Being financially independent by 30 won’t be easy. I’m assuming you want at least $1 million to generate $40,000 a year in passive income. You will have to work really, really hard and be insanely focused.
Elon Musk is going through his second divorce. People underestimate how hard guys like him work. Everything else in their life suffers. They don’t want to do anything but work, so it’s easy for them.
When your friends are going to happy hour and hooking up you will be working. When your friends are goofing around playing video games you will be working. When your friends tell you that you won’t be able to do it, you go back to working.
Growing up, the biggest vacation we ever took was to Disney World. We drove from Illinois to Florida. To save money my dad would book a motel room with two double beds for two people. He’d get the key, and me and my two sisters would sneak into the room so the manager wouldn’t see us. One of us would sleep on the floor.
We didn’t have much money. That made me have a scarcity mindset. To be successful you need to shift to an abundance mindset. To know that there’s always more money out there, that you can switch jobs or careers when things aren’t working, that you can do big things like become a millionaire in eight years.
That’s what I wish I’d know in my 20s. See the world as a place of abundance. I wouldn’t have been afraid to fail. I wouldn’t have been afraid of making decisions. I would have believed in myself, and the vision I had for my life.
What helped me change my mindset was getting a mentor. I don’t know why more people don’t use them. They helped me get out of a career that was boring and I hated. It’s the single best decision I made.
Mark Zuckerberg was mentored by Steve Jobs. Bill Gates was mentored by Warren Buffett. Gwyneth Paltrow was mentored by Madonna. Sheryl Sandberg was mentored by Larry Summers.
I read a lot of books. They can take you pretty far. Think and Grow Rich by Napoleon Hill has the basic rules of success you need to know.
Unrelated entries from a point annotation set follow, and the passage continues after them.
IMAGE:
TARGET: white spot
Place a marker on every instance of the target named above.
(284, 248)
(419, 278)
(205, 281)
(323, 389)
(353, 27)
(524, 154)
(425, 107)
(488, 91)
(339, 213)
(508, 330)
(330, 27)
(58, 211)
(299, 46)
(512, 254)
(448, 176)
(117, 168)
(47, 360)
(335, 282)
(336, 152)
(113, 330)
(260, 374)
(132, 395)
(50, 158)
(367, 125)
But books won’t tell you what you don’t want to hear, or hold you accountable. That’s why you need a mentor.
You can find one anywhere. It can be a boss, someone else at work, someone you find on LinkedIn, a professor, a teacher.
My freshman year of college I was laying sod because I needed the money. If you need to earn money right now it’s okay to do menial jobs. Your free time should be spent working on interesting and challenging projects.
When you graduate, you want to be the job candidate who says, “I had an idea for a business. I learned how to validate it. I created a prototype. Then I tested ways I could monetize and market it.”
Or, “Here’s the result of my internship at JP Morgan.”
Guess who can help you with those things? Right, a mentor.
You might become a millionaire by 30. But you need to know you’re going to have to work really hard while your friends are having fun. You have to be willing to make decisions and fail. You need to believe in yourself and your vision when no one else does. Most importantly, you need to seek out good mentors starting now.
If you can do all that, then you’ll succeed.